In another collaboration - with the Association for Medical Education and Research in Substance Abuse - Marcus directs Project MAINSTREAM a national interdisciplinary effort to educate health professionals about identifying and treating substance abuse problems. Now in its sixth year, the project has trained 39 fellows in 15 disciplines so far.

"This year we're evaluating the program and designing a new curriculum to go on for more funding and expansion," she said. She is taking some of the lessons learned in Project MAINSTREAM to consult on a newer project to train frontline nurses and physicians in the Harris County Hospital District to screen patients for drug abuse. As part of a $17.5 million grant from the U.S. Center for Substance Abuse Treatment to the Texas Department of State Health Services, the project seeks to identify at-risk individuals and refer them for services.

"We're trying to train physicians and nurses in emergency rooms, medical clinics, inpatient units and school-based clinics - as many people as possible," she said. "We hope to find at-risk but non-dependent individuals and determine how much, how often and why they use drugs or alcohol. Then we give them appropriate feedback, such as 'It's good that your alcohol use does not pose a risk,' or 'We are concerned about your drug use and we'd like to refer you.'"

Marcus also is co-principal investigator on Project CREST (Consortium for Research in Elder Selfneglect of Texas), along with principal investigator Carmel Dyer, M.D., associate professor of medicine at Baylor College of Medicine and co-director of the Texas Elder Abuse and Mistreatment Institute.

"One of the reasons the elderly may be at risk for self-neglect is drug or alcohol abuse," Marcus said. With a three-year exploration research grant from the National Institutes of Health, they seek to define and characterize elder self-neglect.

"This is a complex issue," she said, "and an exciting collaborative project." In addition to Baylor and the School of Nursing, the consortium includes faculty members from the UT School of Public Health at Houston, UT Medical Branch at Galveston, NASA, and the schools of social work and law at the University of Houston, in cooperation with the Harris County Hospital District and the Texas Adult Protective Services Program.

As these projects are just getting under way, another one has ended recently.
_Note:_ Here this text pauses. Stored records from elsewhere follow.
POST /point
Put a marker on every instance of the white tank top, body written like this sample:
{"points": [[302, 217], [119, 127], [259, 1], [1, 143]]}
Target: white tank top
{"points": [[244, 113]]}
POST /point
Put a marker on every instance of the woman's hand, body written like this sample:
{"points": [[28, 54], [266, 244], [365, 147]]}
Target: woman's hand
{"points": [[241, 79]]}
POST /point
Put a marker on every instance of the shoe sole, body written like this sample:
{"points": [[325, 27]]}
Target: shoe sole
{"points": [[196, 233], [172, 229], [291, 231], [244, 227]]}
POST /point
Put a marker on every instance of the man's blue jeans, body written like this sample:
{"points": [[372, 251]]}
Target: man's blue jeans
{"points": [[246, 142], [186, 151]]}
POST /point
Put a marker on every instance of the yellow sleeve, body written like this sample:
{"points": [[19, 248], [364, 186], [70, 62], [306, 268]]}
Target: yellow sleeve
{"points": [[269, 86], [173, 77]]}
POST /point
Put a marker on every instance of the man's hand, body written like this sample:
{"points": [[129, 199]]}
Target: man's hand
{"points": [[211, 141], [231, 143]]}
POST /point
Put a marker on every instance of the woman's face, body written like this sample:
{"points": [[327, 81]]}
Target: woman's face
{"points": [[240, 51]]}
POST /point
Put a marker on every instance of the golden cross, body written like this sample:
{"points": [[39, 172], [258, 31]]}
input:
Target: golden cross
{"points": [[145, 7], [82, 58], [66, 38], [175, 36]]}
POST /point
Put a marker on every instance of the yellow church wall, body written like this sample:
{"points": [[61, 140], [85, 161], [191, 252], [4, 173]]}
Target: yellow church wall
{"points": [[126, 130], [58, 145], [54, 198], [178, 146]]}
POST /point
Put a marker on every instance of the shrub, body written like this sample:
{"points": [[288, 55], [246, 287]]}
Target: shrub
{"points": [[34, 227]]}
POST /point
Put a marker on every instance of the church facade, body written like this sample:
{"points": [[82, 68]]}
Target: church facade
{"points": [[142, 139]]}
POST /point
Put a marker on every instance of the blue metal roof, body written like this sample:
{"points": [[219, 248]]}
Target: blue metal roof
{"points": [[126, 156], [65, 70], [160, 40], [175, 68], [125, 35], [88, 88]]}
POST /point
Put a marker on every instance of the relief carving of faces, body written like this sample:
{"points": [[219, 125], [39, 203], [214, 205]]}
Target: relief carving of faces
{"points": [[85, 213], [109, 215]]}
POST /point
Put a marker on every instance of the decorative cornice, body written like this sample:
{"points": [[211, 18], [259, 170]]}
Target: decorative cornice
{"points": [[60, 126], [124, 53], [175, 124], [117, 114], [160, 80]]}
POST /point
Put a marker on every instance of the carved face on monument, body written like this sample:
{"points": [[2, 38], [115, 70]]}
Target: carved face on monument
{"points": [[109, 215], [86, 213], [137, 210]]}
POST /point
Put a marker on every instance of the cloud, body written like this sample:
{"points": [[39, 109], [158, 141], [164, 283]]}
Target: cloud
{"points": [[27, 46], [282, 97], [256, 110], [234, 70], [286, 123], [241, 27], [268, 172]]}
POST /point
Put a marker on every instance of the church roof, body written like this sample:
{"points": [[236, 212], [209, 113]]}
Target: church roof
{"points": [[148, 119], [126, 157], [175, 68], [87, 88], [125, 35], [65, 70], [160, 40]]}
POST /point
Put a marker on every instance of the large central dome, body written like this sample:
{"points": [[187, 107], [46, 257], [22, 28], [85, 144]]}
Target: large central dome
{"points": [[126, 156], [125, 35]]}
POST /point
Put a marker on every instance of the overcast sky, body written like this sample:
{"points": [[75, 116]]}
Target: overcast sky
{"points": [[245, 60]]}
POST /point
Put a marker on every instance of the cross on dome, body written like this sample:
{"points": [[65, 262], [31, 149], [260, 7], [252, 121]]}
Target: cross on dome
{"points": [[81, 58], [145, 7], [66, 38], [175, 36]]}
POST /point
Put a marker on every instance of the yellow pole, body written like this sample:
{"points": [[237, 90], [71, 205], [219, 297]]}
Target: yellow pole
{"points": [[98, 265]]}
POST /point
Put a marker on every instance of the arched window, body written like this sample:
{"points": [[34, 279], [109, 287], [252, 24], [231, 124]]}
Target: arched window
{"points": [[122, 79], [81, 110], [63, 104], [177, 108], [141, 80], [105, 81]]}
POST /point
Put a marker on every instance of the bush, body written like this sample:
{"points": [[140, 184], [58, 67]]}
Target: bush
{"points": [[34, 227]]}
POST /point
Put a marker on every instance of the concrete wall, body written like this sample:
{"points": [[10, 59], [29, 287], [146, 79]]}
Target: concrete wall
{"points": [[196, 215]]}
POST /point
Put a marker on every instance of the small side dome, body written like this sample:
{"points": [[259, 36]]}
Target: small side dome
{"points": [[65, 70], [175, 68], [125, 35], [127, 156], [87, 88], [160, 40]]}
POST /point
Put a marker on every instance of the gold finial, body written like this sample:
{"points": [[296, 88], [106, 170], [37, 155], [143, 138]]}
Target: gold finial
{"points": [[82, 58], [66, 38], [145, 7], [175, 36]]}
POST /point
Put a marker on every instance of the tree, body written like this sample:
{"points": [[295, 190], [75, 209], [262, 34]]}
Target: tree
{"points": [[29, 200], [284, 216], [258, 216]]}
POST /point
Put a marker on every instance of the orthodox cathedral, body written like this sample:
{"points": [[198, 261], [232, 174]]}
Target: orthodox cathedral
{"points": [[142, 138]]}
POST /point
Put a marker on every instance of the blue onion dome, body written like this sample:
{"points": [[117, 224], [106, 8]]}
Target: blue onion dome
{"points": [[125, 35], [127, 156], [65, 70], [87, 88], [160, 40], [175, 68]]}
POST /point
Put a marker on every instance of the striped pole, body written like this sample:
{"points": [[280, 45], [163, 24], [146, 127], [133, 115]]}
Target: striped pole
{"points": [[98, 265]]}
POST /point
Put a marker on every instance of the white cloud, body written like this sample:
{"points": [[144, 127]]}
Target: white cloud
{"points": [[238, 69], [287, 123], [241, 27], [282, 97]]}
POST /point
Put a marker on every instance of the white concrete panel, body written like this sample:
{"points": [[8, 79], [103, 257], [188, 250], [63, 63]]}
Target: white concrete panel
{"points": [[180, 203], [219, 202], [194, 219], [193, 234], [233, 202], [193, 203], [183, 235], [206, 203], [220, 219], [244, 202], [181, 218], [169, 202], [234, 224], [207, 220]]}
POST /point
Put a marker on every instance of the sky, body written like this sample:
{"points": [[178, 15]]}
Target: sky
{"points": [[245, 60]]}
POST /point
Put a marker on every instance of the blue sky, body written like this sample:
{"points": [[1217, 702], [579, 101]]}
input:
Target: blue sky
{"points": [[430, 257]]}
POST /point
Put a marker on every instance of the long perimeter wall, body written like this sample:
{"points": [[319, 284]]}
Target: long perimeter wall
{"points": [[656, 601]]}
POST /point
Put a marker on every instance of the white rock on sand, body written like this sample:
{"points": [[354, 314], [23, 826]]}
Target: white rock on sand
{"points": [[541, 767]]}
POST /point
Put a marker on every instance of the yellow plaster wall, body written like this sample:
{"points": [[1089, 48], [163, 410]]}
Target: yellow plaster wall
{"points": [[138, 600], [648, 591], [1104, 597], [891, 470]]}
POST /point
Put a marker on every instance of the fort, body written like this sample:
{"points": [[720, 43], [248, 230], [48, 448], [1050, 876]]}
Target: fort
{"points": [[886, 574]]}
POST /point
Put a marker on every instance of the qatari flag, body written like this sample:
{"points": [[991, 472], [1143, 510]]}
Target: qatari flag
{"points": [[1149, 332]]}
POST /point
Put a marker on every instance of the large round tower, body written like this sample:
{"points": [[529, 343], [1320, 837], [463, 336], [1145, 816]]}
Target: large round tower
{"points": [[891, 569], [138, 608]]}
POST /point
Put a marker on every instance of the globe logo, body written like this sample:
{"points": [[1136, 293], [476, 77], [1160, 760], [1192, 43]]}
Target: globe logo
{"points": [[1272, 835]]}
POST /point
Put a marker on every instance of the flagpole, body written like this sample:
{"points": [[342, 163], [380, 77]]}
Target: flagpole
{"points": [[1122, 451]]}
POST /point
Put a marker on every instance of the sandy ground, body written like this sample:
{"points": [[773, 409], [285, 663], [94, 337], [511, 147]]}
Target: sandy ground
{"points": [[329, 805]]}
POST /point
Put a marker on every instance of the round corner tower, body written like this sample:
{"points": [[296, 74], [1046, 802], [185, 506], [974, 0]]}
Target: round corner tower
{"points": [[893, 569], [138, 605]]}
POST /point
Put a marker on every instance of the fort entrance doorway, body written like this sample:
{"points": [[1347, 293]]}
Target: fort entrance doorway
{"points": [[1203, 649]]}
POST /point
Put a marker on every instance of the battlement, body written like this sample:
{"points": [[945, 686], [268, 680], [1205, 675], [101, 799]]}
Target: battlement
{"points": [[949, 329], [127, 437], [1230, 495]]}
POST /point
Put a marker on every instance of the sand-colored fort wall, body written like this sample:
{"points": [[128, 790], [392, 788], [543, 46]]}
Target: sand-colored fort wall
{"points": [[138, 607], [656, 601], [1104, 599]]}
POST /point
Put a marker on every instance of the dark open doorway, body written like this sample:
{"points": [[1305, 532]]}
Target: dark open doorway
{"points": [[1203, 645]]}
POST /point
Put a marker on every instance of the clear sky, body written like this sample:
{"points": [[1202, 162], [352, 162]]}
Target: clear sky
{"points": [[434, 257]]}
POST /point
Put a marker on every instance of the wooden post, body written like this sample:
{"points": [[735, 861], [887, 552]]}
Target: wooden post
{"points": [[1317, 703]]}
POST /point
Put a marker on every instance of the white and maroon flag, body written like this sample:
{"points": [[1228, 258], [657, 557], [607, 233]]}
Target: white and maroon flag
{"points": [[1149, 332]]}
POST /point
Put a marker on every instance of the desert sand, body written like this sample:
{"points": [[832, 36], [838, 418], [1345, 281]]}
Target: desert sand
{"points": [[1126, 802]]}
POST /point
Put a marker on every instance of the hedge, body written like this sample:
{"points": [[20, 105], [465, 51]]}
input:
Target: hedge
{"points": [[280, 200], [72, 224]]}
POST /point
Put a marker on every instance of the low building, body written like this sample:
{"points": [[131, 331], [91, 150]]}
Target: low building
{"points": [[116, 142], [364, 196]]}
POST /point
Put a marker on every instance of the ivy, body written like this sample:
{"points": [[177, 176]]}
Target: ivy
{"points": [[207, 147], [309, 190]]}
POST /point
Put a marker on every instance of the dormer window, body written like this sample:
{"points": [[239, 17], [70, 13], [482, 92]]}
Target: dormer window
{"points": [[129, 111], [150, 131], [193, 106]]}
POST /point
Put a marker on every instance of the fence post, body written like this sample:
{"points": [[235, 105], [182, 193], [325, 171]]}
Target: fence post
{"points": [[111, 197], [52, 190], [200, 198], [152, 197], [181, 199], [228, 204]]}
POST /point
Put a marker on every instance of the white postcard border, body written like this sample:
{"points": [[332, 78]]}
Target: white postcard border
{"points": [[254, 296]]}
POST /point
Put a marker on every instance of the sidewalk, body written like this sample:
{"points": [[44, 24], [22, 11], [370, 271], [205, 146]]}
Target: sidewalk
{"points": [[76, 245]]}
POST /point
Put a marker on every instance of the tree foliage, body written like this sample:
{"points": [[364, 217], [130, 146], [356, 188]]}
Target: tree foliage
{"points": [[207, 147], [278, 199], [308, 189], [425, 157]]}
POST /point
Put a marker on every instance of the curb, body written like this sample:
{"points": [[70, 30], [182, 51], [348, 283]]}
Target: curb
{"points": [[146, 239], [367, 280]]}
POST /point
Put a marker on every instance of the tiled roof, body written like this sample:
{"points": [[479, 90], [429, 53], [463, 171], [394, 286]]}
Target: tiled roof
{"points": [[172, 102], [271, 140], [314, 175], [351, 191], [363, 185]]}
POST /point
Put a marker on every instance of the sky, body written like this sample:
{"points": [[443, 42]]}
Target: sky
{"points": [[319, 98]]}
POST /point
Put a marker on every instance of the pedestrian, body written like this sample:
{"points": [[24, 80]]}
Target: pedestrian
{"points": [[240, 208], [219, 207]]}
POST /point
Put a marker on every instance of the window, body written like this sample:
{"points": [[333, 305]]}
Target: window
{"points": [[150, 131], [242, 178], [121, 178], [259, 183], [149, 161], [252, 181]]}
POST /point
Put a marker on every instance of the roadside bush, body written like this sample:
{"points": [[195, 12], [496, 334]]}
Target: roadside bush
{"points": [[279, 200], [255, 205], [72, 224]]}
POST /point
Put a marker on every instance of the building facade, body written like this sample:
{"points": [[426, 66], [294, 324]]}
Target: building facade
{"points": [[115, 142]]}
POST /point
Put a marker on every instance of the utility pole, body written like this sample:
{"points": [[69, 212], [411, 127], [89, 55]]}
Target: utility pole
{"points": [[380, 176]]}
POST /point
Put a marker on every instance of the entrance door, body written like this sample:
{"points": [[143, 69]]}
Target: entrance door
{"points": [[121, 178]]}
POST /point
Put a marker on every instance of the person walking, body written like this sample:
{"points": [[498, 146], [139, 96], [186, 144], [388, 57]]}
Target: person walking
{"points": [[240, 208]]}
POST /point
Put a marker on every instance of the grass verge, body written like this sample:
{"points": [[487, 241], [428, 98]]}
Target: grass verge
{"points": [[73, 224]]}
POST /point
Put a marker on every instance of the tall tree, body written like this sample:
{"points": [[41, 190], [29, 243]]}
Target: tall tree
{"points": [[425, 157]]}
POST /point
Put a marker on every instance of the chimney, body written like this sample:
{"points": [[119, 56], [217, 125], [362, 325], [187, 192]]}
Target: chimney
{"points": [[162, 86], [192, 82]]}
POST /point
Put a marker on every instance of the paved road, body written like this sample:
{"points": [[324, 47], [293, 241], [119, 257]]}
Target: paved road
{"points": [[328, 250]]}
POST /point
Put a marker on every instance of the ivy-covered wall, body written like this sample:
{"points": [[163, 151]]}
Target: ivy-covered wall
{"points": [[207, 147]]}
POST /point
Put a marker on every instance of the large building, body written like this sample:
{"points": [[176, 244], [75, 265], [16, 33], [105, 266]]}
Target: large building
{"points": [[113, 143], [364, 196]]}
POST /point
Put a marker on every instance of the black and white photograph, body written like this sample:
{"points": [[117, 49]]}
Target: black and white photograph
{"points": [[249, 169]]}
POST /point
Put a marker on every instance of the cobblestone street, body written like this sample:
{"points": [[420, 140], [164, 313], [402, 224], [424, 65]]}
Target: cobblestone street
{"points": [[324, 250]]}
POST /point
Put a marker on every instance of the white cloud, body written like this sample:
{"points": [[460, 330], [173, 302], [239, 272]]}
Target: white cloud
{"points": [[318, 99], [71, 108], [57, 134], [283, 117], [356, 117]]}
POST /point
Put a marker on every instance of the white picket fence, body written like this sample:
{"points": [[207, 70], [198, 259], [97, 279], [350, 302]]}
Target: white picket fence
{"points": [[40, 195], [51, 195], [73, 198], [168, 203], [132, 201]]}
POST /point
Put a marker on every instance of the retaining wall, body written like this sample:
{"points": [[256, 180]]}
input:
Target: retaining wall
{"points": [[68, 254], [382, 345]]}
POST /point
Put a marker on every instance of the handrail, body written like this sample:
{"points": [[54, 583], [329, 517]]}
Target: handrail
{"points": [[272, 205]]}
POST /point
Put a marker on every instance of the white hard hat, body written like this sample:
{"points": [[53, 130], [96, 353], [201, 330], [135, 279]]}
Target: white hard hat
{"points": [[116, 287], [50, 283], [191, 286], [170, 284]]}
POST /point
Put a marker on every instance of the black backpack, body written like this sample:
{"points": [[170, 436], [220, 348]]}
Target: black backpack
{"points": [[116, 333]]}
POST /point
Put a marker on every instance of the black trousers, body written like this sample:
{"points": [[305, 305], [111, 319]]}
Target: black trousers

Marcus led Project BRIDGE (Bold, Ready, Intelligent, Dedicated, Guided and Equipped), a substance abuse and HIV/AIDS prevention study funded by more than $800,000 from the federal Center for Substance Abuse Prevention (CSAP).

Project BRIDGE was one of 47 CSAP-funded programs around the country, but one of only a handful with a faith-based component. In cooperation with Windsor Village United Methodist Church, a team from the UT schools of nursing, medicine and public health aimed to head off risky behaviors among African-American sixth- through eighth-graders.

Results of the three-year study were published in the November 2004 issue of the Journal of Interprofessional Care, a theme issue on community-based participatory research. The study found that students who participated in Project BRIDGE were less likely to engage in risky behaviors than a comparison group. Equally important, Marcus said, is the fact that the church received training in the delivery of an evidence- based curriculum and the UT team gained valuable insights into community collaboration.

"There's a give and take when the community has a lot of input into what's going on. Even though the grant has ended, the project is still seeing about 100 kids a week and still using that framework," Marcus said. "That's what you would hope to have happen."